There is an expectation that psychosocial interventions are offered to everyone within early intervention teams as early as possible, however this research suggests that this may need to be on a much more individual basis for it to be effective, as people’s perceptions of these interventions will depend on the five variables outlined in the model. This paper also raises the question of whether we should be assessing these five variables as a routine part of our assessment.
This study highlights the reasons why people’s perceptions of interventions may vary and could begin to guide us when thinking about the type of interventions we are offering people who have different ways of coping and processing their experiences.
Influences this may have on local practice
From April this year our NHS Trust (AWP) has set targets that all referrals to our service should be seen assessed and offered a package of psychosocial interventions as well as various other appropriate treatment within two weeks. Although this is being done to ensure young people are seen and treated in a timely manner it does not take in to account any of the variables that were identified in this study.

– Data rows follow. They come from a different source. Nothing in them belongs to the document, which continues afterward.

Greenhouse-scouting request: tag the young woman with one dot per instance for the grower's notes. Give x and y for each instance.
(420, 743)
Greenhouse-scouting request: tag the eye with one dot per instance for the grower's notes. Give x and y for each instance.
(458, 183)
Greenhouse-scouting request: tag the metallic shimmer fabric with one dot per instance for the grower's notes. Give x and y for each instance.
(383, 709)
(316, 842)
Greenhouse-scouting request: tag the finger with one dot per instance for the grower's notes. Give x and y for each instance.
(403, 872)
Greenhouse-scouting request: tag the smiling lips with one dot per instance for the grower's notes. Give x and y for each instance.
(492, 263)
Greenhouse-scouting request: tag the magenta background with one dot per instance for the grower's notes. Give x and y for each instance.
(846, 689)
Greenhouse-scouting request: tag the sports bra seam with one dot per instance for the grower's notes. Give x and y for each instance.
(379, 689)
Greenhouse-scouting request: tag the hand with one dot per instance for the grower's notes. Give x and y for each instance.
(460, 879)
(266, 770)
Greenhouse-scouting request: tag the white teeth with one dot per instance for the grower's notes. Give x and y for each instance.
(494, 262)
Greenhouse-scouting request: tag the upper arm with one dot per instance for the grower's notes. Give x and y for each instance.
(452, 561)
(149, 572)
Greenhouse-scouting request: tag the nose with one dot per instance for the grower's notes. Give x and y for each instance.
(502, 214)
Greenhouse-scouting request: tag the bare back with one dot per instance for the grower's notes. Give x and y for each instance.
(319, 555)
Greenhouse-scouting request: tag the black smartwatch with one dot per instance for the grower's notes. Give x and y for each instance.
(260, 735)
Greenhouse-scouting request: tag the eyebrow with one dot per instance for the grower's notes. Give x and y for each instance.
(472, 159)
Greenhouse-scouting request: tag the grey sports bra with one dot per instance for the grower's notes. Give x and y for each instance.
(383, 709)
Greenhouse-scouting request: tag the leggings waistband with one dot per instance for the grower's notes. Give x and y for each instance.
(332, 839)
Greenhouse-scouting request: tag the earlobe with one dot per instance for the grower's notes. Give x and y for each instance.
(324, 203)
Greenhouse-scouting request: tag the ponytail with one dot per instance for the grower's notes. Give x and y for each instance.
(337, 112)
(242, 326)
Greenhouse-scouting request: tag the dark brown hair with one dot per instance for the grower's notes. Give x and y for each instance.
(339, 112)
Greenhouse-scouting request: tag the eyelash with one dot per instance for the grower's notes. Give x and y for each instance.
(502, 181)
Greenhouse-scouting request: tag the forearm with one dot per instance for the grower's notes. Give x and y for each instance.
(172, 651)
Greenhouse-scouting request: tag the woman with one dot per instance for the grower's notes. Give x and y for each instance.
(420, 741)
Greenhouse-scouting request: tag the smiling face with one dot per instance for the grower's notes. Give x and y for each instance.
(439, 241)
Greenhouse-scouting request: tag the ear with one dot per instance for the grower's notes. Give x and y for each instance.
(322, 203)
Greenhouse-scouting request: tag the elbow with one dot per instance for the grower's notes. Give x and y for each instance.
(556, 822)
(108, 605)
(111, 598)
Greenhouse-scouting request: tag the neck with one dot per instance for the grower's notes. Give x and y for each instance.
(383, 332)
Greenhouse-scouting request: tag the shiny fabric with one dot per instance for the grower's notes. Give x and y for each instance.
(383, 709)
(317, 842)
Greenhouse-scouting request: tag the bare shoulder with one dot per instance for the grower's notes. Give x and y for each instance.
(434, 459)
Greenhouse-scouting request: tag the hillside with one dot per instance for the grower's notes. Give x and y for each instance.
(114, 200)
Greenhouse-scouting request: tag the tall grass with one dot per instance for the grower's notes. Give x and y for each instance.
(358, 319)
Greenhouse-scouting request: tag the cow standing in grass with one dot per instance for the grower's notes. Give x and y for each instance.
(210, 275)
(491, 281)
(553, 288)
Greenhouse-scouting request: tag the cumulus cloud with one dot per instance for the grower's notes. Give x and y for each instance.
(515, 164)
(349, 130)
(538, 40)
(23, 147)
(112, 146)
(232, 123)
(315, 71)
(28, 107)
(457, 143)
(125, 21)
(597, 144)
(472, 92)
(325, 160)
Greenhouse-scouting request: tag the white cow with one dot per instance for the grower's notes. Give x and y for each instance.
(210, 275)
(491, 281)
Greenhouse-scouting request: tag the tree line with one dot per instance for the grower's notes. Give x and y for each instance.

People may reject psychosocial interventions when they initially meet us and this may be for any of the five identified variables, however once we are able to build a therapeutic relationship with them, this may change. Obviously we would want to able to offer a flexible package of care and to enable young people to access these interventions whenever they need to and at a time when it would be most useful to their recovery journey. I have already discussed this within my team in Wiltshire, and will be bringing it to our next Early Intervention Network day, which covers all the Early Intervention Teams within the catchment area of AWP NHS Trust. I am hoping to initiate a discussion on this which we can then move forward, and potentially discuss with the commissioners, so that our targets are flexible and patient led.